Draw a picture of the resulting hashtable after inserting, in order, the following words: ibex, hare, ape, bat, koala, mud, dog, carp, stork. Also highlight cells that are looked at when trying to find bird. Do this for each of the following techniques.

Chaining with h1 as your hash function.
Linear probing with h1 as your hash function.
Double hashing with h1 as your first hash function and h2 as your second hash function.

Why not use h2(x) = (value of the last letter) mod m? (i.e., why did we include -1 and +1?)
Why not use the same function for both hash functions?

We wish to implement a RangeSearch operation on sets of integers. For example, RangeSearch(a,b) will return all the integers c in the set such that a<c<b. The time for a RangeSearch will be of the form O(X+i) where i is the number of integers within the given range and X is some function that depends on n, the number of items in the set. (We are stuck with i here since it takes that much time just to print the answer to a given RangeSearch query.) For each of the following data structures, determine the best value of X in the RangeSearch query time. Give a short explanation of why you think that amount of time is needed.
(a) Sorted array. (b) Red-black tree. (c) Hashtable.

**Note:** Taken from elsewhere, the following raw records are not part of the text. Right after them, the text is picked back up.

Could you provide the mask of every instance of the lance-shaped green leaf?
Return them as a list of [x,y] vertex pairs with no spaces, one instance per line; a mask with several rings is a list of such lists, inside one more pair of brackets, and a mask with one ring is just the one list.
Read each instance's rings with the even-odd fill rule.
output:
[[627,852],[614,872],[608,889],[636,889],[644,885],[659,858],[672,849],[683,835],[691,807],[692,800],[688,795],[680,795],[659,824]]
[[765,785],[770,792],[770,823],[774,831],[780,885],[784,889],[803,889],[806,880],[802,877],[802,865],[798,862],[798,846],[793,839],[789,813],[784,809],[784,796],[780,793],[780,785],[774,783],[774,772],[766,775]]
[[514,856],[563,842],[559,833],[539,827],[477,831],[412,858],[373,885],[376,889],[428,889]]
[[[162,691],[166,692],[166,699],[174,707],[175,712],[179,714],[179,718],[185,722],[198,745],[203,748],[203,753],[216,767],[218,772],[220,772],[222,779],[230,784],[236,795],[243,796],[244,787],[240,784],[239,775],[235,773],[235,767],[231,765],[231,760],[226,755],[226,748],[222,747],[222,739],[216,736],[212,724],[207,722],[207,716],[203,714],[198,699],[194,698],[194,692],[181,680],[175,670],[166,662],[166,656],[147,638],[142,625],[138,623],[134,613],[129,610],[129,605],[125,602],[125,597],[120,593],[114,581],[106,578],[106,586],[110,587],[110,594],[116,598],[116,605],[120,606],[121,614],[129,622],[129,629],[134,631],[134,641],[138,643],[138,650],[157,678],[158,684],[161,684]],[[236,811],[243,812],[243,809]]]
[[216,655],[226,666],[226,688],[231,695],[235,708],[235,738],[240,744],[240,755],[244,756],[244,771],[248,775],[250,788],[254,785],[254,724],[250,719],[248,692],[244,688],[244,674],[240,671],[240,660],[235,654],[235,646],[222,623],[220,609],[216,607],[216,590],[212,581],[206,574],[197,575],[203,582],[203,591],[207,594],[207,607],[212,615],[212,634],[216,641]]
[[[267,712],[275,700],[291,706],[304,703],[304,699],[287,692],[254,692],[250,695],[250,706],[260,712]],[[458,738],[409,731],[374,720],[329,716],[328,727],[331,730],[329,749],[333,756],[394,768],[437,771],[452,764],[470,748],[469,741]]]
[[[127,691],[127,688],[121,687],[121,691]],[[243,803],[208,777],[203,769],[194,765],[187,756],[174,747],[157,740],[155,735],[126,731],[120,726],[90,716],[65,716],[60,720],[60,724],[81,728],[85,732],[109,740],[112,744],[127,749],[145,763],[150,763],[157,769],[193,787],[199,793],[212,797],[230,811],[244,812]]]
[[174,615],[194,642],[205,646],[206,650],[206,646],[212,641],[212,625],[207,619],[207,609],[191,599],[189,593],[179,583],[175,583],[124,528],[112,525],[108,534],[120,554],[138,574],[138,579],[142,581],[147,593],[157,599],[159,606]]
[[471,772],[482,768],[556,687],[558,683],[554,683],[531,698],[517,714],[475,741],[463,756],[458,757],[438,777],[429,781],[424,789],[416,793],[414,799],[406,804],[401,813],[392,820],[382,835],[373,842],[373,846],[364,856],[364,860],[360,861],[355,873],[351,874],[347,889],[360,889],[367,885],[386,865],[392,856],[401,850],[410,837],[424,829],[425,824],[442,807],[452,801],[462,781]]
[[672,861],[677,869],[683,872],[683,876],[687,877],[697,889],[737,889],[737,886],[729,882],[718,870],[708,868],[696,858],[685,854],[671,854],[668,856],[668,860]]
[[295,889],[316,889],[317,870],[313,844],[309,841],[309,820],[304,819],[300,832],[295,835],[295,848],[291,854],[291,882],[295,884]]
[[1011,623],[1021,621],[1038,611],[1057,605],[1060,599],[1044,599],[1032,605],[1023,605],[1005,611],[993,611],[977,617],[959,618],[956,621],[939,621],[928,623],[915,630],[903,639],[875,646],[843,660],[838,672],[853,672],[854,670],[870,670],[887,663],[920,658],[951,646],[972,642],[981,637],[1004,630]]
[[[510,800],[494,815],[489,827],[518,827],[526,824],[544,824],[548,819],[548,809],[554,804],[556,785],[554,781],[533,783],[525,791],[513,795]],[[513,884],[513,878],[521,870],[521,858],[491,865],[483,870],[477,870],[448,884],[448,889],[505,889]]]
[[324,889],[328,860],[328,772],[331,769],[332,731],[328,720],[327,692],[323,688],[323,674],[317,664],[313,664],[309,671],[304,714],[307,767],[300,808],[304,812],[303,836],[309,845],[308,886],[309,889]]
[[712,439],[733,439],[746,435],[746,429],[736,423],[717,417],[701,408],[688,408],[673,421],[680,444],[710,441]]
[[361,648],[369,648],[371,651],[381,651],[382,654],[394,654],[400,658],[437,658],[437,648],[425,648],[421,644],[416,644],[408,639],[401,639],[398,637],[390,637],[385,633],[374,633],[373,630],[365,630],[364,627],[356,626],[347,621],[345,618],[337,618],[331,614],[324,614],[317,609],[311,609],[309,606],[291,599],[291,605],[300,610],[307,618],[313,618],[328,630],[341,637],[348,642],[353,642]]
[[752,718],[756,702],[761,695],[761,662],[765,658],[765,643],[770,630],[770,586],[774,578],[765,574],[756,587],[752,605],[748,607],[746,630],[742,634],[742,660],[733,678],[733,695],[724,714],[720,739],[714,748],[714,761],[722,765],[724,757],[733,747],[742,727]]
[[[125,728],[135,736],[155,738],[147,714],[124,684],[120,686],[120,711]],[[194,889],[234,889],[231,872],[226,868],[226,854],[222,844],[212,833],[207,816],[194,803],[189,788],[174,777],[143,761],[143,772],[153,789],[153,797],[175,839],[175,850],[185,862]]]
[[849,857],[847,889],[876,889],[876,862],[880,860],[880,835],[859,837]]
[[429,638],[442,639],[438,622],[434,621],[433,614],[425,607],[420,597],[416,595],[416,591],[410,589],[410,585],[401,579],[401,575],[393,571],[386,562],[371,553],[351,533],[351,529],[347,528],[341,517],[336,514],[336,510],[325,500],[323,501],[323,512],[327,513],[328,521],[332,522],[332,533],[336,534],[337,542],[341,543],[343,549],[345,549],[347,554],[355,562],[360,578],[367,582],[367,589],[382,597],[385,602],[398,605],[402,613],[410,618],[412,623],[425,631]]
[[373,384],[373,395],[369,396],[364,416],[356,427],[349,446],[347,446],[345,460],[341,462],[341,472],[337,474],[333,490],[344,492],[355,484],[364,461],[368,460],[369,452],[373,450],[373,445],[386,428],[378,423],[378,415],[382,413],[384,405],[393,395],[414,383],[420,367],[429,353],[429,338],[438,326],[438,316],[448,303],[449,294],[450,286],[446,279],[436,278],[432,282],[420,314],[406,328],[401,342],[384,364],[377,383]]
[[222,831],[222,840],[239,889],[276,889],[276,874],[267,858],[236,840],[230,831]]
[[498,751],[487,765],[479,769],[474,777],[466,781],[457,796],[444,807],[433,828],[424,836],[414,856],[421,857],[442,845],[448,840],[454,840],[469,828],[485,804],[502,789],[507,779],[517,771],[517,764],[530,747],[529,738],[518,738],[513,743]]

Suppose you are given the following information about a hashtable.

Space Available (in words)	10000
Words per Item	7
Words per Pointer	1
Number of Items	1000
Proportion Successful Searches	1/3

"Proportion Successful Searches=1/3" means that of every 300 search queries into the table, about 100 are successful and about 200 are unsuccessful.
(The expected time for successful search in double hashing is (1/a)*ln (1/(1-a)), where a is the load factori, and in chaining it is 1+a/2.)
Which hashing method, chaining or double hashing, looks best (i.e., the one that we expect to use the least amount of time)? You should use the following assumptions:

It takes twice as long to compute a hash function as it does to do a key comparison.
For hashing with chaining use a singly linked list.
Double hashing behaves like random hashing.
During double hashing, we always compute both hash functions, even when we find the item we're looking for on the first probe.
Items are not copied directly into the hashtable; instead we maintain a link to the item. Note though that the items themselves still use up some of the space.

Suppose we wish to insert the keys D A T A S T R U C T U R E into a Dictionary. Assume we are using a tree-based implementation. Further, assume that identical keys share a single node (i.e., their data reside in a linked list attached to this single node).

Show the resulting Binary Search Tree.

Assume now that we are using a hashtable of size 17 with the hash function h(x) = x mod 17 for the letter at position x in the alphabet (e.g., A=1, B=2, etc.).

Show the hashtable that results when we use chaining.
Show the hashtable that results when we use linear probing.
Show the hashtable that results when we use double hashing. Use g(x) = 1 + (x mod 13) for the second hash function.

10. Consider the following program outline where |A| represents the number of items in array A.

  method Review (array A) {



     if (|A| > 1) {



        Do something to A that takes time X;



        Split A into two equal size pieces called B and C;



        Review(B); Review(C);



        Modify A using O(|A|) time;



     }



  }

a. What is the recurrence formula that describes the time used by this program if X=O(|A|lg(|A|))?
b. Solve the recurrence formula that describes the time used by this program if X = O(|A| ).